Wall Street rallied on Friday, with the tech-heavy Nasdaq Composite posting its biggest one-day percentage gain since May 26, amid growing doubts that the Federal Reserve will raise interest rates again.
For the week, the blue-chip Dow Jones Industrial Average rose about 0.7%, the benchmark S&P 500 climbed 1.3%, and the Nasdaq jumped 2.4%.
The week ahead is expected to be another busy one as investors continue to gauge whether the Fed might be done raising rates to control inflation and when the central bank could start cutting rates.
On the economic calendar, most important will be Tuesday’s U.S. consumer price inflation report for October, which is forecast to show headline annual CPI cooling to 3.3% from the 3.7% increase seen in September.
The CPI data will be accompanied by the release of the latest retail sales figures as well as a report on producer prices, will help fill out the inflation picture.

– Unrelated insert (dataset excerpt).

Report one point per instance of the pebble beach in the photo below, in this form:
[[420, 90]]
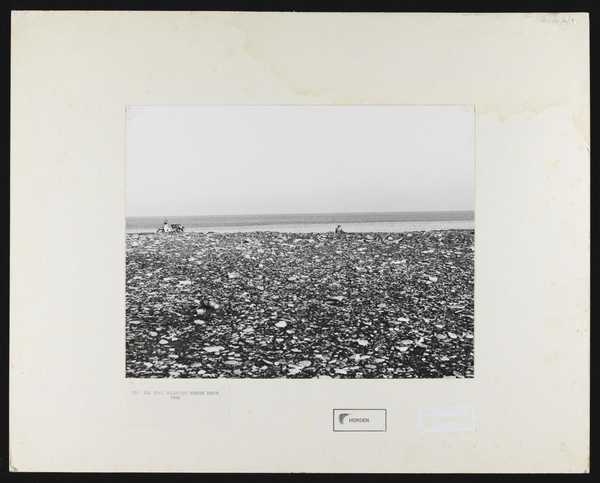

As of Sunday morning, financial markets see a 90% chance of the Fed holding rates at current levels at its December meeting, according to Investing.com’s Fed Rate Monitor Tool, and just a 10% chance of a quarter-percentage point rate hike.
Meanwhile, the reporting season’s last big week sees earning roll in from several retailers such as Walmart, Home Depot, Target (NYSE:TGT), Macy’s (NYSE:M), TJX Companies (NYSE:TJX), and Ross Stores (NASDAQ:ROST). Other notable companies include Cisco (NASDAQ:CSCO), Palo Alto Networks (NASDAQ:PANW), Alibaba (NYSE:BABA), JD.com (NASDAQ:JD), Tencent Holdings (OTC:TCEHY), and Xpeng (NYSE:XPEV).